Monitoring/check dsh groups
This Icinga alert checks if a MediaWiki appserver is a member of the mediawiki-installation
DSH group.
The DSH groups control which hosts Scap deploys code to. In the Puppet repo you can see the list of servers now comes from Hiera from ./hieradata/common/scap/dsh.yaml
where a reference is made to conftool.
mediawiki-installation: conftool: - {'cluster': 'appserver', 'service': 'apache2'} - {'cluster': 'api_appserver', 'service': 'apache2'} - {'cluster': 'jobrunner', 'service': 'apache2'} - {'cluster': 'testserver', 'service': 'apache2'}
The conftool data is in ./conftool-data/node
in the puppet repo as well. Check if the affected host name shows up in there. If not, you can add it.
Make sure first there is no existing hardware issue with this server by searching Phabricator for its host name.
If it is in there but you still get the alert, first run scap pull
to fetch the latest code and then pool
to add it to the pool. The Icinga alert should recover a little while later.
Alternatively you can pool the server from a management host such as cumin1001 using conftool commands.
Inactive servers
There are two levels of depooling. It can be set as pooled=no
(translates to enabled: False
in pybal) which means it receives no public traffic, but still receives Scap deployments. Or it can be set as pooled=inactive
which also removes it from the DSH group. This is generally only used if a host is unable to receive code updates, which then helpfully avoids Scap deployment errors due to unreachable servers.
If a server has come back online from maintenance or downtime and starts issuing Host not in mediawiki-installation dsh group alert, it is recommended to run scap pull
to ensure it will not be serving outdated code to monitoring requests in production (T310225), and set pooled=no
so that it receives Scap deployments going forward.

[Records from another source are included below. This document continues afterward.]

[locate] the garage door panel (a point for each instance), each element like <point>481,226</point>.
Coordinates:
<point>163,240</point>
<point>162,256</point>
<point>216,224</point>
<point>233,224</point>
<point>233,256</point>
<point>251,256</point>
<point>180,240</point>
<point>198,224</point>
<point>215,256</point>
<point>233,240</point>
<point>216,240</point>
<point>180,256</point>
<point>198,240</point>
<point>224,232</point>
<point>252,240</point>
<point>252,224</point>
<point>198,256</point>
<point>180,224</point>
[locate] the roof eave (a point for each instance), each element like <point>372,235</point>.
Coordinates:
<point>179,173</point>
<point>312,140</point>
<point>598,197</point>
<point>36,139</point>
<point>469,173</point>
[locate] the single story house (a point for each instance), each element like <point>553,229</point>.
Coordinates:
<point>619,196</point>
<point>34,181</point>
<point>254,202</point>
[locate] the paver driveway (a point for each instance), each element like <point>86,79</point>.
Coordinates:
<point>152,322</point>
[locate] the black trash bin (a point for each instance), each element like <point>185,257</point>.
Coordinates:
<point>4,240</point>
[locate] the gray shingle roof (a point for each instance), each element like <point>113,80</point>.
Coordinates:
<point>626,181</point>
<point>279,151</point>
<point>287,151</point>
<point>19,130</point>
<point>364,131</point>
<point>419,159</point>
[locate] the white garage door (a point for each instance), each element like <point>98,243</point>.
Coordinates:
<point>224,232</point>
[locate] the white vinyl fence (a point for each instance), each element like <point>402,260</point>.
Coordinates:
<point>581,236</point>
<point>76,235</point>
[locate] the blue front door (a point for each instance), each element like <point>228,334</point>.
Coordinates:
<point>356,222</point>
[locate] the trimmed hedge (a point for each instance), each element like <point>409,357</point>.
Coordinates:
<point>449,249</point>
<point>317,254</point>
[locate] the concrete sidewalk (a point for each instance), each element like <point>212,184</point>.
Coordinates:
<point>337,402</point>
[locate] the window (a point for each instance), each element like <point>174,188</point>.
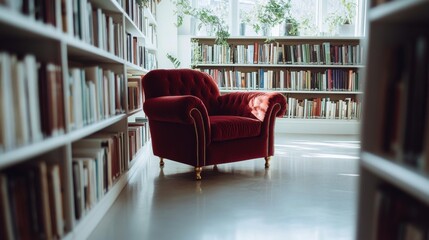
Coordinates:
<point>314,17</point>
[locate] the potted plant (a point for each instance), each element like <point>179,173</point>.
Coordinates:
<point>266,15</point>
<point>206,18</point>
<point>342,20</point>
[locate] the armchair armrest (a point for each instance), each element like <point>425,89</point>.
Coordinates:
<point>252,104</point>
<point>175,109</point>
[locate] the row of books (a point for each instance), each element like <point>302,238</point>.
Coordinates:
<point>323,108</point>
<point>94,94</point>
<point>137,137</point>
<point>135,100</point>
<point>98,161</point>
<point>97,27</point>
<point>49,11</point>
<point>277,53</point>
<point>406,78</point>
<point>32,104</point>
<point>32,201</point>
<point>399,216</point>
<point>131,7</point>
<point>151,35</point>
<point>327,80</point>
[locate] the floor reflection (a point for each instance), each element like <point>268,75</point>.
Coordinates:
<point>309,192</point>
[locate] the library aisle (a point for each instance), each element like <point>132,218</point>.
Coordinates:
<point>309,192</point>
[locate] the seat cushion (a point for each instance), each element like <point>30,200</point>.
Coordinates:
<point>233,127</point>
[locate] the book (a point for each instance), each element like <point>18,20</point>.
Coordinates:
<point>55,200</point>
<point>7,139</point>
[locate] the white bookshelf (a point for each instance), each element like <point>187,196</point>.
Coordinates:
<point>226,62</point>
<point>22,35</point>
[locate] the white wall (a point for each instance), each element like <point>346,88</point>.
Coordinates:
<point>167,33</point>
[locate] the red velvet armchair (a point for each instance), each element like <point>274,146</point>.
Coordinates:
<point>190,122</point>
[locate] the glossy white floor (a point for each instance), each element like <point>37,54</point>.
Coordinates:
<point>309,192</point>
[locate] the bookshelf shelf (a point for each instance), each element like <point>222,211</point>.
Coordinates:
<point>68,75</point>
<point>317,126</point>
<point>276,65</point>
<point>9,20</point>
<point>150,16</point>
<point>287,65</point>
<point>110,5</point>
<point>134,69</point>
<point>86,52</point>
<point>394,165</point>
<point>23,153</point>
<point>132,27</point>
<point>293,91</point>
<point>132,112</point>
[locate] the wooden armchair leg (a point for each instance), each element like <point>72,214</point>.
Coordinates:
<point>198,173</point>
<point>267,161</point>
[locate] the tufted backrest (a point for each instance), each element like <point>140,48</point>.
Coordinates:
<point>176,82</point>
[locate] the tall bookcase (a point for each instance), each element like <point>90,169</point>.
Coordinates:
<point>319,76</point>
<point>394,192</point>
<point>69,77</point>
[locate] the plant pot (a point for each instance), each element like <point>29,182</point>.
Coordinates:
<point>346,30</point>
<point>266,30</point>
<point>242,29</point>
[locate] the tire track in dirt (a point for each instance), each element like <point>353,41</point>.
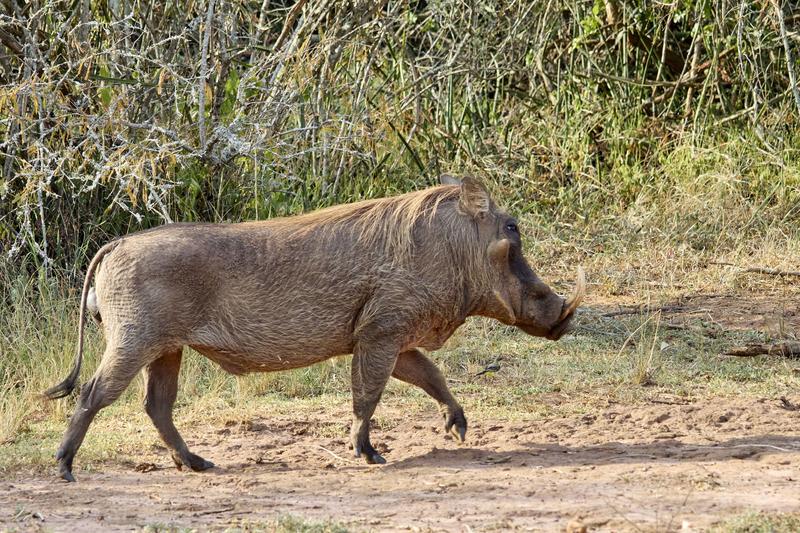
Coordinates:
<point>645,467</point>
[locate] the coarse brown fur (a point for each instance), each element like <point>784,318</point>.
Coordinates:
<point>377,279</point>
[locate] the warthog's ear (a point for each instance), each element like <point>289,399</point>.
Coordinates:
<point>475,199</point>
<point>447,179</point>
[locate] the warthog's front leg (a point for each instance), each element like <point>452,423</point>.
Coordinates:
<point>415,368</point>
<point>371,367</point>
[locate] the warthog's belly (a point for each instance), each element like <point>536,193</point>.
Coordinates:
<point>237,362</point>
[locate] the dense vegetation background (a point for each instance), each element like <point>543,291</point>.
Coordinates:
<point>678,118</point>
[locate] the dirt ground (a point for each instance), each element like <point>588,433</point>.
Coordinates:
<point>651,467</point>
<point>664,465</point>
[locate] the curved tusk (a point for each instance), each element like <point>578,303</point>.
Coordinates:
<point>577,295</point>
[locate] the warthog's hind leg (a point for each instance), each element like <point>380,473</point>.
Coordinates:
<point>162,388</point>
<point>109,380</point>
<point>371,368</point>
<point>415,368</point>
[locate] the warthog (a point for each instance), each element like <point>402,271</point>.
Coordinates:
<point>377,279</point>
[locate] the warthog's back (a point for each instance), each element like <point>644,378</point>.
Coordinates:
<point>251,296</point>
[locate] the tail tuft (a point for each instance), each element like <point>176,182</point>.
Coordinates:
<point>64,388</point>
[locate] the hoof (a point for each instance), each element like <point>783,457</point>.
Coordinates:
<point>459,433</point>
<point>370,454</point>
<point>375,459</point>
<point>202,465</point>
<point>195,462</point>
<point>456,425</point>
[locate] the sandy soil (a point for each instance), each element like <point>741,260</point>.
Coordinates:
<point>650,467</point>
<point>662,466</point>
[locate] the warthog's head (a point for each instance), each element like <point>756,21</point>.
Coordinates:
<point>514,294</point>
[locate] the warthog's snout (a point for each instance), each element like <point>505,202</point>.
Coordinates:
<point>571,304</point>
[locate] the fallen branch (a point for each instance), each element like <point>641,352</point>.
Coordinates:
<point>760,270</point>
<point>786,349</point>
<point>645,310</point>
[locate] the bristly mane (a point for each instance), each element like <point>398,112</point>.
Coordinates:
<point>387,222</point>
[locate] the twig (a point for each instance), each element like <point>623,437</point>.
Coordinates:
<point>759,270</point>
<point>201,97</point>
<point>216,511</point>
<point>643,310</point>
<point>789,59</point>
<point>786,349</point>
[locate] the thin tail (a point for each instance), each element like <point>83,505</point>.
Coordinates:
<point>66,387</point>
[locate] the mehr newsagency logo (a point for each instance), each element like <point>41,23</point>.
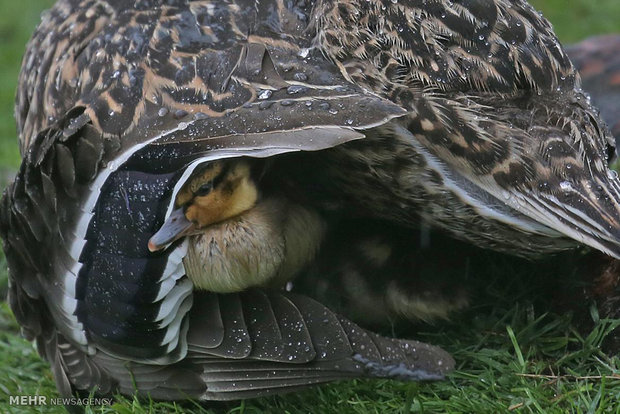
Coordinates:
<point>45,400</point>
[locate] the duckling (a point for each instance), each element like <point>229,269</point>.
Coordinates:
<point>238,239</point>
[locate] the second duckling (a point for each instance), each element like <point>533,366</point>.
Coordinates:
<point>238,238</point>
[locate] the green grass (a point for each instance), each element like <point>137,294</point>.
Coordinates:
<point>514,353</point>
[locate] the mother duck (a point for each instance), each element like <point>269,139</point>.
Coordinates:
<point>463,115</point>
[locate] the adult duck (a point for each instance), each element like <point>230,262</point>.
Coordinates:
<point>466,116</point>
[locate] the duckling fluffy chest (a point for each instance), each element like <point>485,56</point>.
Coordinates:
<point>268,244</point>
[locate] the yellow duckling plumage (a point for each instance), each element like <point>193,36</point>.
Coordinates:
<point>238,240</point>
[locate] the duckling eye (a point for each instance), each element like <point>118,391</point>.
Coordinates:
<point>204,189</point>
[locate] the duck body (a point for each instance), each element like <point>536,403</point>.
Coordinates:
<point>386,109</point>
<point>142,95</point>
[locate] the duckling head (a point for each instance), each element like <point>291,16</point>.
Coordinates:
<point>214,193</point>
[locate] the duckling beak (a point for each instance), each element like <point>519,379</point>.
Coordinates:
<point>173,229</point>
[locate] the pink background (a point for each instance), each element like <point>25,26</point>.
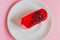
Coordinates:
<point>54,5</point>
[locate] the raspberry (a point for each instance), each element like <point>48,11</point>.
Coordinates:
<point>34,18</point>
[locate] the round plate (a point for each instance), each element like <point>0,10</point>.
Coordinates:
<point>21,8</point>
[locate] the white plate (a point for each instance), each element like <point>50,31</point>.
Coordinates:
<point>38,32</point>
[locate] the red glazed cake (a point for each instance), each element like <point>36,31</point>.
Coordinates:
<point>34,18</point>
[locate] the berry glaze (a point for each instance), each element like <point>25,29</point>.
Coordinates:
<point>34,18</point>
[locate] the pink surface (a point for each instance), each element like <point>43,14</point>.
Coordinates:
<point>54,5</point>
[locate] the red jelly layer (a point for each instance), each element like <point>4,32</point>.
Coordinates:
<point>34,18</point>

Once the maintenance or repair ticket is updated/resolved, and any other verification has taken place, it can also be repooled again.
History
Historically, before we had Salt or Cumin, we used DSH to run commands on multiple servers at once.
Server groups were text files in the Puppet repository and mediawiki-installation
was one of them. Taking a server out of the pool meant making an edit to this text file. The use case of pooling severs is now managed via conftool/confctl. See also pool/depool app servers.